1) Quanto durerà ancora la crisi a suo avviso? La fiducia non tornerà fino a un intervento concertato delle Banche centrali e a una sorta di fondo salva banche di dimensione europea, alimentato dalle riserve auree o dalla Bei, che ricapitalizzi parzialmente per ogni Paese le banche maggiori o quelle più in difficoltà. Questa ricapitalizzazione, che i mercati azionari nel panico non possono più garantire, e il conseguente acquisto di azioni di nuova emissione, garantirebbero anche dei guadagni anni dopo, come il caso della crisi bancaria svedese dimostra. L'inflazione in rallentamento libera le mani alle Banche centrali e prevediamo tassi ufficiali al 3,75% per fine anno e, forse, al 3% per l'estate, ma senza fiducia l'Euribor non può rientrare nella normalità. Superato il punto tattico il problema resta la recessione che per profondità e durata rischia di essere peggiore di quella post Torri Gemelle.

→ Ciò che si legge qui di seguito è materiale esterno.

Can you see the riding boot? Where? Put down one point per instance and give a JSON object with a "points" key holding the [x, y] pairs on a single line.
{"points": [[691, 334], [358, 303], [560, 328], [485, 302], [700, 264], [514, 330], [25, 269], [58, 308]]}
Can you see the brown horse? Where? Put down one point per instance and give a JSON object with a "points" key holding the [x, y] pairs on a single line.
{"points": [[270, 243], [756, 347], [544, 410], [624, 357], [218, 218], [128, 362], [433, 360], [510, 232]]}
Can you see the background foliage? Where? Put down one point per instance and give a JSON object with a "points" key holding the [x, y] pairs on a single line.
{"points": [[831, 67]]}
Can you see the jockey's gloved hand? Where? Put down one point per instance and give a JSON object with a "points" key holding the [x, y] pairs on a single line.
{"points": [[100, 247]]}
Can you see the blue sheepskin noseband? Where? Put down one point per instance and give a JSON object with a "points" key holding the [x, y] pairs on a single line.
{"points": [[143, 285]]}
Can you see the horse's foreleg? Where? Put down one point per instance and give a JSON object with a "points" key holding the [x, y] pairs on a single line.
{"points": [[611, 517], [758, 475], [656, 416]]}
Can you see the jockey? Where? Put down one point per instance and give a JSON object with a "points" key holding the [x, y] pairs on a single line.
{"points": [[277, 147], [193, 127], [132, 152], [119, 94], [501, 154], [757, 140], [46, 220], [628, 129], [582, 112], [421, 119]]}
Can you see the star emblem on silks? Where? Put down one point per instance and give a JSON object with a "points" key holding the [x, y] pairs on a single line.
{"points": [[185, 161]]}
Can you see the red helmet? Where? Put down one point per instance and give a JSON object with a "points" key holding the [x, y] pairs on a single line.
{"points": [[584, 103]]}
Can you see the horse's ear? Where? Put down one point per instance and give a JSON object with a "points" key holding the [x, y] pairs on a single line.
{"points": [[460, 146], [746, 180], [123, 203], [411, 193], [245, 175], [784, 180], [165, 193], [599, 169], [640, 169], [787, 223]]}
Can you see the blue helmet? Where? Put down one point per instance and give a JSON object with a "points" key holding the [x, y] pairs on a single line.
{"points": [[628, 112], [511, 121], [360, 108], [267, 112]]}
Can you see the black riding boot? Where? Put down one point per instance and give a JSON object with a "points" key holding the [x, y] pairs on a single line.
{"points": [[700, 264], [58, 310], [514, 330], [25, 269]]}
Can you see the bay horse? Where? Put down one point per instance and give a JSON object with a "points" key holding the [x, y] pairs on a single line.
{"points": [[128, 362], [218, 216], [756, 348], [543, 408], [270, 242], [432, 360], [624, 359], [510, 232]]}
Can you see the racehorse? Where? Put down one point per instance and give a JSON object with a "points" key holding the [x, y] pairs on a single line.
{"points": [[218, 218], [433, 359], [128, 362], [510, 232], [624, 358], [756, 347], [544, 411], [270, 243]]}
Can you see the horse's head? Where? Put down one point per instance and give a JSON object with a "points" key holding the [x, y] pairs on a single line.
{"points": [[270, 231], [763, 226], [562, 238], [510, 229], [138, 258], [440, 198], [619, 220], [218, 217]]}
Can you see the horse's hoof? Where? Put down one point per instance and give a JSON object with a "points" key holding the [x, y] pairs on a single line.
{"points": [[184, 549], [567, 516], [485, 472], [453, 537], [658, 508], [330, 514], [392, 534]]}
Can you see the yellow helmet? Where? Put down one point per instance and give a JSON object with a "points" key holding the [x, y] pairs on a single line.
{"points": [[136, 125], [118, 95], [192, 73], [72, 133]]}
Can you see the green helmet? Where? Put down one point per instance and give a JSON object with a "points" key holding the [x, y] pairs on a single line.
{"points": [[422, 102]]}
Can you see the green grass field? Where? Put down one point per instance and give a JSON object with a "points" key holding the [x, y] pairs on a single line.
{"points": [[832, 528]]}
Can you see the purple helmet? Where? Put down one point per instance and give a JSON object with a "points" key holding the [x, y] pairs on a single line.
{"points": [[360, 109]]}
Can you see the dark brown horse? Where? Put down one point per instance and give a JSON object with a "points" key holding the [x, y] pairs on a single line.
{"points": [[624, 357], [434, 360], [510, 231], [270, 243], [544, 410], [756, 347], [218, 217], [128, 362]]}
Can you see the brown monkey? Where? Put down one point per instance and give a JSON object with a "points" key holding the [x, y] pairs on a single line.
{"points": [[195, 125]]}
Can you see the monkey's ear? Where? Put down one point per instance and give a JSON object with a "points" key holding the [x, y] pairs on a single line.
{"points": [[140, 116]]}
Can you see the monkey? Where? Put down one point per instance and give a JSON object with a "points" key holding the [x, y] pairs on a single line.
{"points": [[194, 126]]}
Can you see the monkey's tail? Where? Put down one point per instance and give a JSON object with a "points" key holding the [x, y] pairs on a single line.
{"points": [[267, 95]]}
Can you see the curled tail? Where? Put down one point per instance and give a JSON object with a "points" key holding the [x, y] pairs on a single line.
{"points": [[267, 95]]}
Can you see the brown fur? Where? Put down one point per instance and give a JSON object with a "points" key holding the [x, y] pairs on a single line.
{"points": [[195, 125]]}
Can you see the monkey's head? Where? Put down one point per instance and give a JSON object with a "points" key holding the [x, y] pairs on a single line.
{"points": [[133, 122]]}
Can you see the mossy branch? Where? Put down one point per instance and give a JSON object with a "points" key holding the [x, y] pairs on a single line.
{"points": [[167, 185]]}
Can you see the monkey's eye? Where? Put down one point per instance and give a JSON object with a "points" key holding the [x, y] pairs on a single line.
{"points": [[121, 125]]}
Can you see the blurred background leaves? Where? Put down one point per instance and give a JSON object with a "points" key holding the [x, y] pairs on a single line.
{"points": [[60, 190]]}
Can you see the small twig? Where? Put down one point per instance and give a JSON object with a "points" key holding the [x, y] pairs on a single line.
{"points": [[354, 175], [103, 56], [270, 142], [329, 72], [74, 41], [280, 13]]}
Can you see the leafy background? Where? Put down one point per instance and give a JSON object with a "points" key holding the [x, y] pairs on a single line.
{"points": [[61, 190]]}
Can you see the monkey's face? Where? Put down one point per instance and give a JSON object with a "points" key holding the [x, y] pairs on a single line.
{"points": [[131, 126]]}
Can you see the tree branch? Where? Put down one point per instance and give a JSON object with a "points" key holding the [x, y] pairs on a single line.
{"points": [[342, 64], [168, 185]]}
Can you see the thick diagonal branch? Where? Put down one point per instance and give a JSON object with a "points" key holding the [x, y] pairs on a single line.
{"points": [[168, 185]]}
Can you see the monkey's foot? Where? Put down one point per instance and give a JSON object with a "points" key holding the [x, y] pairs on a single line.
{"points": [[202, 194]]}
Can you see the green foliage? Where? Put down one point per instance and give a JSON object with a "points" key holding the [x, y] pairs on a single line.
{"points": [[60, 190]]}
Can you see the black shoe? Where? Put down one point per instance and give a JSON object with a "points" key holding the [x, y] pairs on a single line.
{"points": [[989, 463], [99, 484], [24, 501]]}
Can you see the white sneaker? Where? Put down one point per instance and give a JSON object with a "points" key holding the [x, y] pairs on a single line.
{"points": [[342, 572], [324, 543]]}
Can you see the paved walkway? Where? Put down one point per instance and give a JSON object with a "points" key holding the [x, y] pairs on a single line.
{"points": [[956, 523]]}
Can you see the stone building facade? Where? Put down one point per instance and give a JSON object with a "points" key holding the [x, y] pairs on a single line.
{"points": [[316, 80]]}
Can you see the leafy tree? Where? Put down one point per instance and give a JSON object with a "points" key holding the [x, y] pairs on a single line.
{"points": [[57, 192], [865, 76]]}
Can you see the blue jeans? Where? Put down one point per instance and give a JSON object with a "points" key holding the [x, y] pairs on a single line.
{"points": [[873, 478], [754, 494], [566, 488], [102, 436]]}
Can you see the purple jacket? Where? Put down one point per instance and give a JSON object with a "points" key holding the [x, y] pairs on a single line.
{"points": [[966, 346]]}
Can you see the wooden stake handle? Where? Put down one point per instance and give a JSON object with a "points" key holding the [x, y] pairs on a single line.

2) Cosa deve fare un correntista con i risparmi? Non penso o meglio non voglio pensare che ci siano rischi. La soluzione non è quella di Irlanda e Germania di garanzie illimitate per Paese, ma occorre un intervento paneuropeo e penso vi si arriverà perché nessuno può permettersi code fuori dalle banche.

3) E chi ha puntato sulle azioni? Resistere. È tardi per vendere e per chi ha coraggio e forza sicuramente non è presto per comprare. A oggi i bond bancari senior a breve/media scadenza su più emittenti sono la migliore opportunità d'investimento con una prospettiva temporale di portarli a scadenza a 2-3 anni.

4) Se si ha la quota di un fondo di investimento? Stesso ragionamento, ma preferisco gli Etf più rapidi e meno costosi.